Factory orders climbed 0.9% on month, recovering a little from the 11.1% slump in the first month of the year, Germany's statistics agency Destatis said Wednesday. January's decline had been driven by a fall in large-scale orders--those valued at more than 50 million euros, or $58 million--which continued to be weak in February. A consensus of economists polled by The Wall Street Journal expected 1.0% overall growth in orders.

The decline in January came after orders surged toward the end of 2025, with on-month growth peaking at 6.4% in December, the fastest rate since 2024. Orders were almost 10% higher in the final quarter of last year than in the third, as the economy grew in 2025 for the first time since 2022. That came as a fiscal stimulus of more than $1 trillion pledged last year by Germany's government for defense and infrastructure investments started to seep through into industrial orders.

The car industry was the main driver of increased orders in February, alongside textiles and metals. Transport equipment, including aircraft, ships and trains, offset some of that growth.

Germany's large industrial base had traditionally been the driver of the country's economic growth. However, the sector has been mired in a recession since the late 2010s, as the country's exports faltered. Manufacturing was hit by the challenges of increased competition from China, a difficult transition to electric vehicles in its car industry, and soaring energy prices after Russia's full-scale Ukraine invasion.

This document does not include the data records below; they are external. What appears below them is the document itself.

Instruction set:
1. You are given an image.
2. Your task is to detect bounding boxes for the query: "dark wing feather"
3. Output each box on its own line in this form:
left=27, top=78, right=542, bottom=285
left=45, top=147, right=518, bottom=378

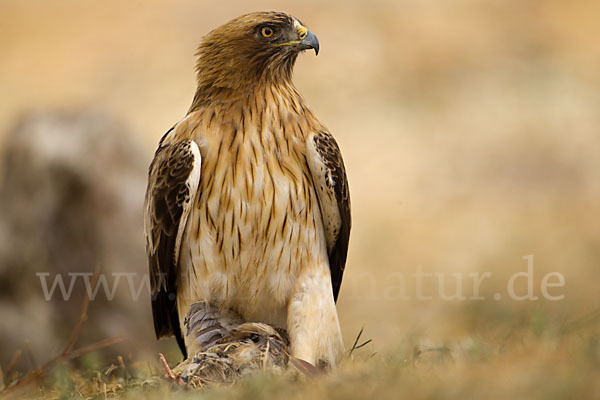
left=309, top=131, right=352, bottom=301
left=144, top=136, right=200, bottom=356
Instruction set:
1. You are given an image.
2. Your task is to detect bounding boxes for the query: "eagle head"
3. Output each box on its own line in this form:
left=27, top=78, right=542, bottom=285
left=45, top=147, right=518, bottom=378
left=196, top=12, right=319, bottom=96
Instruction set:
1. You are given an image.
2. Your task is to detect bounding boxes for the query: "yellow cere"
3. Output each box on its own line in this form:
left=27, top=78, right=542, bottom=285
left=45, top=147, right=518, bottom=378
left=296, top=25, right=308, bottom=40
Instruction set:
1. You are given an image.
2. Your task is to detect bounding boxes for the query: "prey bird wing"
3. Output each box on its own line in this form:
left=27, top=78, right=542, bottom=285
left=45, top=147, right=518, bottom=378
left=144, top=135, right=201, bottom=355
left=307, top=131, right=352, bottom=301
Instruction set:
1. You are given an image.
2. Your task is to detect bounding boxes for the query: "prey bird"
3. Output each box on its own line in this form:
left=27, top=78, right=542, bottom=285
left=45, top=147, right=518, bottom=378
left=144, top=12, right=351, bottom=367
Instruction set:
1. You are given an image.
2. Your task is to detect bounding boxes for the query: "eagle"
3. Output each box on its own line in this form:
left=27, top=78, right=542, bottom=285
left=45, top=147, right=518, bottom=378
left=144, top=12, right=351, bottom=367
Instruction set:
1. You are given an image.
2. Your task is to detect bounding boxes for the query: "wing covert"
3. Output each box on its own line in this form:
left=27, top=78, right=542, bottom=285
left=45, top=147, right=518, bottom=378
left=144, top=140, right=201, bottom=356
left=308, top=131, right=352, bottom=301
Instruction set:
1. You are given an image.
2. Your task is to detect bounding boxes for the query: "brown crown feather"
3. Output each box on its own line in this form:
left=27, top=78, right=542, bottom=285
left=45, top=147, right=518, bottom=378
left=190, top=12, right=299, bottom=112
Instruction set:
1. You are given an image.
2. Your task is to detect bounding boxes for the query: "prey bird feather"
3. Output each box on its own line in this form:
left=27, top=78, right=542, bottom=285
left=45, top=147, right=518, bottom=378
left=144, top=12, right=351, bottom=366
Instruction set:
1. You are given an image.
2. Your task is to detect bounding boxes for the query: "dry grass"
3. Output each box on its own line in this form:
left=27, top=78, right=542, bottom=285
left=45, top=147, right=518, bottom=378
left=0, top=0, right=600, bottom=399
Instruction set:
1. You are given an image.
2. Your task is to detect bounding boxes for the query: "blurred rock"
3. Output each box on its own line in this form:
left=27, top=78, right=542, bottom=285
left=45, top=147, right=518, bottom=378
left=0, top=110, right=152, bottom=368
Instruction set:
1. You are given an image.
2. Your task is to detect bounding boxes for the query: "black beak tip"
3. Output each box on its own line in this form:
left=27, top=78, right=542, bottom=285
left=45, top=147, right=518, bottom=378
left=300, top=31, right=319, bottom=55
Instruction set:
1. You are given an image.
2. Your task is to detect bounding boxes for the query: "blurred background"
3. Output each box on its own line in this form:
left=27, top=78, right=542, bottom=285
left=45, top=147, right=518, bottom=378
left=0, top=0, right=600, bottom=376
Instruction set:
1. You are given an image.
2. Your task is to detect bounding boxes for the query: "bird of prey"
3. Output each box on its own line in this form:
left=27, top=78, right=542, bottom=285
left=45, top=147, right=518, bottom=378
left=144, top=12, right=350, bottom=366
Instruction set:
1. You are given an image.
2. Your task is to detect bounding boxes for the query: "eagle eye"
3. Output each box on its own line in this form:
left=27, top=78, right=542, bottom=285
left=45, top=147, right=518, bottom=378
left=260, top=26, right=275, bottom=37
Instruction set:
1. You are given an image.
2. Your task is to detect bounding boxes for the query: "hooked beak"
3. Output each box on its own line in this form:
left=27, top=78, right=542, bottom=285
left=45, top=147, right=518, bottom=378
left=276, top=24, right=319, bottom=55
left=298, top=31, right=319, bottom=55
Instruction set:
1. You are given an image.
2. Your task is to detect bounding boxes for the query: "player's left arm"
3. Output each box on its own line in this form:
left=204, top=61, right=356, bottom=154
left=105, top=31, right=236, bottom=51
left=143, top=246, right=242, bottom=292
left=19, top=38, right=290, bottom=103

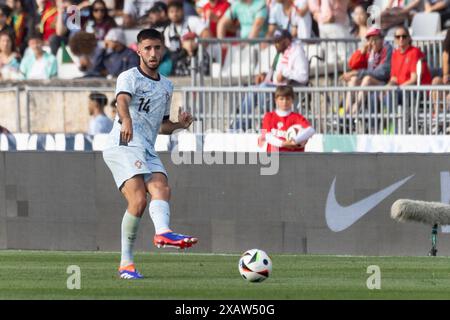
left=159, top=107, right=193, bottom=134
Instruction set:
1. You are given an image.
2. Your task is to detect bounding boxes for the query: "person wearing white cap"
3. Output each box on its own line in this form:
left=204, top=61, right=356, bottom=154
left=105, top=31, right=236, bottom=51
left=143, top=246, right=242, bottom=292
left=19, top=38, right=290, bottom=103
left=88, top=28, right=139, bottom=77
left=341, top=27, right=392, bottom=113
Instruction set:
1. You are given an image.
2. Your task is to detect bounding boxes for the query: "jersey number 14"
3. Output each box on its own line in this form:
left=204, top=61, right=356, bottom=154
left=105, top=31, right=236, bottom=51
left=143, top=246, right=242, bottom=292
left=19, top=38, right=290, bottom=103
left=138, top=98, right=150, bottom=113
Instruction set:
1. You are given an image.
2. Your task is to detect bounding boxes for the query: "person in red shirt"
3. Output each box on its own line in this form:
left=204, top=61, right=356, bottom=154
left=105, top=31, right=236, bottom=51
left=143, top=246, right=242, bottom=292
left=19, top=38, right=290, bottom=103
left=202, top=0, right=234, bottom=38
left=388, top=26, right=431, bottom=86
left=259, top=86, right=315, bottom=152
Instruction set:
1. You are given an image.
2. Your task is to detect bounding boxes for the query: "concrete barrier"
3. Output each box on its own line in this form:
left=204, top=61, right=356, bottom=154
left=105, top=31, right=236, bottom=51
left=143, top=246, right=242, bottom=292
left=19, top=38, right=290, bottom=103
left=0, top=151, right=450, bottom=255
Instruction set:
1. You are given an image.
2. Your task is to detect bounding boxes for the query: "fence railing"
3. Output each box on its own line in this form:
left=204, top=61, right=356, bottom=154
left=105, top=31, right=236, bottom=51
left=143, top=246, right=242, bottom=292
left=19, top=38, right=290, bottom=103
left=192, top=37, right=444, bottom=86
left=182, top=86, right=450, bottom=135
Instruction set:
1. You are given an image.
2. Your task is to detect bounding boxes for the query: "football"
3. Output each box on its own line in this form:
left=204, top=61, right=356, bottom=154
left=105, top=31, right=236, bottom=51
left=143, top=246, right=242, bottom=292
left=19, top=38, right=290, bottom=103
left=239, top=249, right=272, bottom=282
left=286, top=124, right=303, bottom=141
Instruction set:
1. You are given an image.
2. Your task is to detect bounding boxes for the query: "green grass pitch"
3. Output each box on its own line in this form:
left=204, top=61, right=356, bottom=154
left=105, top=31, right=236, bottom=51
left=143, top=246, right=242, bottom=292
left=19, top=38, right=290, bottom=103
left=0, top=250, right=450, bottom=300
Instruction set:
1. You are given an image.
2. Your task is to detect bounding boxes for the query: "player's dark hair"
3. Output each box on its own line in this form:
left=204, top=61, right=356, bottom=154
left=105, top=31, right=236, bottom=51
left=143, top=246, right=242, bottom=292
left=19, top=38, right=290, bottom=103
left=275, top=86, right=294, bottom=99
left=167, top=0, right=183, bottom=10
left=89, top=92, right=108, bottom=108
left=137, top=28, right=164, bottom=43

The closure of the Strait of Hormuz amid the war in Iran has raised oil and gas prices again. The world's largest chemicals producer by revenue, Ludwigshafen-based BASF, as well as German firms Lanxess and Wacker Chemie, have said they are raising prices in response to higher raw-material costs.

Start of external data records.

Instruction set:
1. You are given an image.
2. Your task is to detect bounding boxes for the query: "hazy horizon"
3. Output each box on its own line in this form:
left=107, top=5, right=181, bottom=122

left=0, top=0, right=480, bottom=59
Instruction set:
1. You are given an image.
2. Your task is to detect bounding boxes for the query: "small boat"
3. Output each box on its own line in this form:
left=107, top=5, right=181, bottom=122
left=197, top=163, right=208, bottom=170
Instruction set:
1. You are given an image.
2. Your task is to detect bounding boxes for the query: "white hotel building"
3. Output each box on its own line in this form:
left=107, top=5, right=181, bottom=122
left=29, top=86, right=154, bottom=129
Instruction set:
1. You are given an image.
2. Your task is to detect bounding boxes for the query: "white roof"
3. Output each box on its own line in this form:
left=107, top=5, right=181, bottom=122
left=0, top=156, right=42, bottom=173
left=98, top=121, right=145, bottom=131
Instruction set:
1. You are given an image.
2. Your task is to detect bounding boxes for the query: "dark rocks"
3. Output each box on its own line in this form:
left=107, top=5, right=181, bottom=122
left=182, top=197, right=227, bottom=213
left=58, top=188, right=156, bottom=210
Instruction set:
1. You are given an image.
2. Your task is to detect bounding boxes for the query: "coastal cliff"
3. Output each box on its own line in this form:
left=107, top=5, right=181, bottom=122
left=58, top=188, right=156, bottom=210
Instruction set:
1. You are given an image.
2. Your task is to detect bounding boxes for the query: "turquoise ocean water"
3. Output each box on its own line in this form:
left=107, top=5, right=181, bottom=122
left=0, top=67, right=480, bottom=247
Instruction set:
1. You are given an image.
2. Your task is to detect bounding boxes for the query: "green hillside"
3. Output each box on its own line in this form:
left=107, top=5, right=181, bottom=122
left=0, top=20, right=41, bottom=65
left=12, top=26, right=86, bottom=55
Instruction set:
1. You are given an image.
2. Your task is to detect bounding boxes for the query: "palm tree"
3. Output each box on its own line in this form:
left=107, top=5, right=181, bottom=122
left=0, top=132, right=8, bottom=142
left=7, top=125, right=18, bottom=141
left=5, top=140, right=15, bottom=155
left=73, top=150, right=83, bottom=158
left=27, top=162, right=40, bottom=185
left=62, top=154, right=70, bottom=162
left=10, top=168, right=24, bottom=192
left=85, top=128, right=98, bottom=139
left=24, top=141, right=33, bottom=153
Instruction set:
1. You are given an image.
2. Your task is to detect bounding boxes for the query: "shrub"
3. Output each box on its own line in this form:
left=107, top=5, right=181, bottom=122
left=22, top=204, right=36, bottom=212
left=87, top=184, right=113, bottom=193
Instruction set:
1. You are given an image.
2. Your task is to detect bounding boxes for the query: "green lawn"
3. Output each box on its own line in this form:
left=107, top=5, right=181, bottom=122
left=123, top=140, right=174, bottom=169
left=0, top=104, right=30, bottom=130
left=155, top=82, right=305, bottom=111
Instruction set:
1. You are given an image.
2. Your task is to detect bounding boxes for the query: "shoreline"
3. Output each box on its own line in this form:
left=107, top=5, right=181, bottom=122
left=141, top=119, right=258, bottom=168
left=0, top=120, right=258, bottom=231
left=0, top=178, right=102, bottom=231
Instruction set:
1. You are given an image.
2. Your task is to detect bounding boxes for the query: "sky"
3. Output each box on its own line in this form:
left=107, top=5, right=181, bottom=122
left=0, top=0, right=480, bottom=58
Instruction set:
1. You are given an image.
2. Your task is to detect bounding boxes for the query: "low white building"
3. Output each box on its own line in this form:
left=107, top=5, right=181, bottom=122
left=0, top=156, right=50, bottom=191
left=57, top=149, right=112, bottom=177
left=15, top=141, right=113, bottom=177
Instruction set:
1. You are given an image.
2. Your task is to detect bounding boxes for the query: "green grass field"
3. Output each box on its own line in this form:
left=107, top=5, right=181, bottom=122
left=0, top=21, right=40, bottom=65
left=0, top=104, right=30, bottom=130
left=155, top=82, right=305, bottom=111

Rising inflation more generally could prompt the European Central Bank to hike borrowing costs, adding further pressure on customers' willingness to place orders. Inflation in Germany jumped to 2.8% in March, from 2.0% in February, according to EU-harmonized data.

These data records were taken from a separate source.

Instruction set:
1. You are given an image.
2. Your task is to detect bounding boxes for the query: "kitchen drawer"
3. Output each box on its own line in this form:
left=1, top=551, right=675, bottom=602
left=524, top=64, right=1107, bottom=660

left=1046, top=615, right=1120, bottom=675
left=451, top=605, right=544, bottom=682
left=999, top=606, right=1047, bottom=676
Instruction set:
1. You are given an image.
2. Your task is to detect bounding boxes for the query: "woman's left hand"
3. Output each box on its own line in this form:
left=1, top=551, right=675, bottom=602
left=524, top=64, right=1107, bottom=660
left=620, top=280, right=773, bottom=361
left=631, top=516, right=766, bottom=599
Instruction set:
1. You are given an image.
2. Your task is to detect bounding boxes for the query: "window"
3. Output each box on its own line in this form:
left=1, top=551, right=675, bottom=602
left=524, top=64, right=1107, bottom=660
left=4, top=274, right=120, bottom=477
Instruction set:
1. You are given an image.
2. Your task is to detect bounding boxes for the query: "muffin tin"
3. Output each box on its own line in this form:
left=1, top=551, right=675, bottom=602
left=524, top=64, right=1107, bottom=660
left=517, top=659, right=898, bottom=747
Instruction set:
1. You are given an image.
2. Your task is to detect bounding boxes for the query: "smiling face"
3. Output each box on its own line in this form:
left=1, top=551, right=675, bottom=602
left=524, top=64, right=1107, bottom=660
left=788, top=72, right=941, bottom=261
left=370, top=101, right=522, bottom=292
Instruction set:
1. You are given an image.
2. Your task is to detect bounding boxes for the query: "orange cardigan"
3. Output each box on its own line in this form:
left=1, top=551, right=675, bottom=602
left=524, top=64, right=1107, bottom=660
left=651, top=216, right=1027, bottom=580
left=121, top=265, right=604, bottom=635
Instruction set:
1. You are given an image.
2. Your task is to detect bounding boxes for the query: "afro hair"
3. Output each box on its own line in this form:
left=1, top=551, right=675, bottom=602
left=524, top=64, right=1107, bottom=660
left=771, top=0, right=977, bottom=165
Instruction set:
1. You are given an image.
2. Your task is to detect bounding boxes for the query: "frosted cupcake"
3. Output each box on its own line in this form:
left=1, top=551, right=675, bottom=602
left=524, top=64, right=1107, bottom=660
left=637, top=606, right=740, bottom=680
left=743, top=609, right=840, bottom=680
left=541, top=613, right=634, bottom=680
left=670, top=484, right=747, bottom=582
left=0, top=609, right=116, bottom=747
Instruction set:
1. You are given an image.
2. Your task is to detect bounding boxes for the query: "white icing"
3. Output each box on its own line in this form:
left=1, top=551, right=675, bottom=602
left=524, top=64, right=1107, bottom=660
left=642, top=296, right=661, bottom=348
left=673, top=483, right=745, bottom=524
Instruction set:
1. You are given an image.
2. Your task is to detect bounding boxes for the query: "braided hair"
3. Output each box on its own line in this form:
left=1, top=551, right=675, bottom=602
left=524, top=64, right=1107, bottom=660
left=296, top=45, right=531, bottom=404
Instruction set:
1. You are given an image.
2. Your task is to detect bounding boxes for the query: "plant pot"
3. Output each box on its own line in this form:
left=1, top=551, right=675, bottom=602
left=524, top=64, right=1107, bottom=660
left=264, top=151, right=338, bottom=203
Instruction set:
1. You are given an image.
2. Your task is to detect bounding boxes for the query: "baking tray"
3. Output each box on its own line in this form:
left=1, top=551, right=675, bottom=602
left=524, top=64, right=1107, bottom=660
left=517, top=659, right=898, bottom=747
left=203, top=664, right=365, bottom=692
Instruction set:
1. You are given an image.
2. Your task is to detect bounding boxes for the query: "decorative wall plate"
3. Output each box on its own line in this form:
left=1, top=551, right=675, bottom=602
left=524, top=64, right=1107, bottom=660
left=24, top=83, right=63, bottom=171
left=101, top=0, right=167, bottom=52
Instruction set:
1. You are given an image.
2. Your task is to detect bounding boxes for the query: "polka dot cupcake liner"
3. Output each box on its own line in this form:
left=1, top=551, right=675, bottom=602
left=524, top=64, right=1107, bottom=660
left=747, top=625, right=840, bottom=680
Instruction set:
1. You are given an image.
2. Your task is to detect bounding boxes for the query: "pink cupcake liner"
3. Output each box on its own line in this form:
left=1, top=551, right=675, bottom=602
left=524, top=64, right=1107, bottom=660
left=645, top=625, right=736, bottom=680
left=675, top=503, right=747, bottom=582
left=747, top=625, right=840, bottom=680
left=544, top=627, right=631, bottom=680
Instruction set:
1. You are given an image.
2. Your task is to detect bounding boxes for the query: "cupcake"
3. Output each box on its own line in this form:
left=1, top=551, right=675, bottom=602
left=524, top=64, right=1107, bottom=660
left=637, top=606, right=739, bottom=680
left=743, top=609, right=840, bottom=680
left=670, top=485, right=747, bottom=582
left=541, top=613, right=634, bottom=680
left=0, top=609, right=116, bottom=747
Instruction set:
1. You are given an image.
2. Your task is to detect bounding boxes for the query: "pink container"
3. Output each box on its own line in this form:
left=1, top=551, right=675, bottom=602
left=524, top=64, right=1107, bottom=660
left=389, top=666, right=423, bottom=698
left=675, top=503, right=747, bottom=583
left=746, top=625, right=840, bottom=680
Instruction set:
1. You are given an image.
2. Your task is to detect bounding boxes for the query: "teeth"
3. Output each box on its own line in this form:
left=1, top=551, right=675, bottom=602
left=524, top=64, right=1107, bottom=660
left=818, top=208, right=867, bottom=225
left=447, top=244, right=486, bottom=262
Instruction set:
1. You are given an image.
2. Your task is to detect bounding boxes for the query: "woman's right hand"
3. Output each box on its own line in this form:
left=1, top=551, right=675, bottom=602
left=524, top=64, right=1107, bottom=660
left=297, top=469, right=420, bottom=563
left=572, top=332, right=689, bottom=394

The bank might have to raise its key rate multiple times this year if the energy shock proves long-lasting, Belgium's central bank said this week.

"The way I feel comfortable putting it is, if this is not done by June, I think we're going to have to hike, but I don't want to exclude a hike in April," Pierre Wunsch told The Wall Street Journal's What's News podcast.

Investors anticipate nearly three ECB rate rises this year, though they pared expectations of a quarter-point hike as soon as its next meeting on April 30 after news of a two-week ceasefire on Monday.

The data suggests there is little hope for the time being that industry will significantly ramp up production in the short term and thereby boost the growth of the German economy, Commerzbank senior economist Ralph Solveen said in a note.

"This is all the more true given that the war in Iran has caused additional uncertainty, which is likely to slow investment - at least temporarily - especially since energy prices are expected to remain higher than before the war began," he said.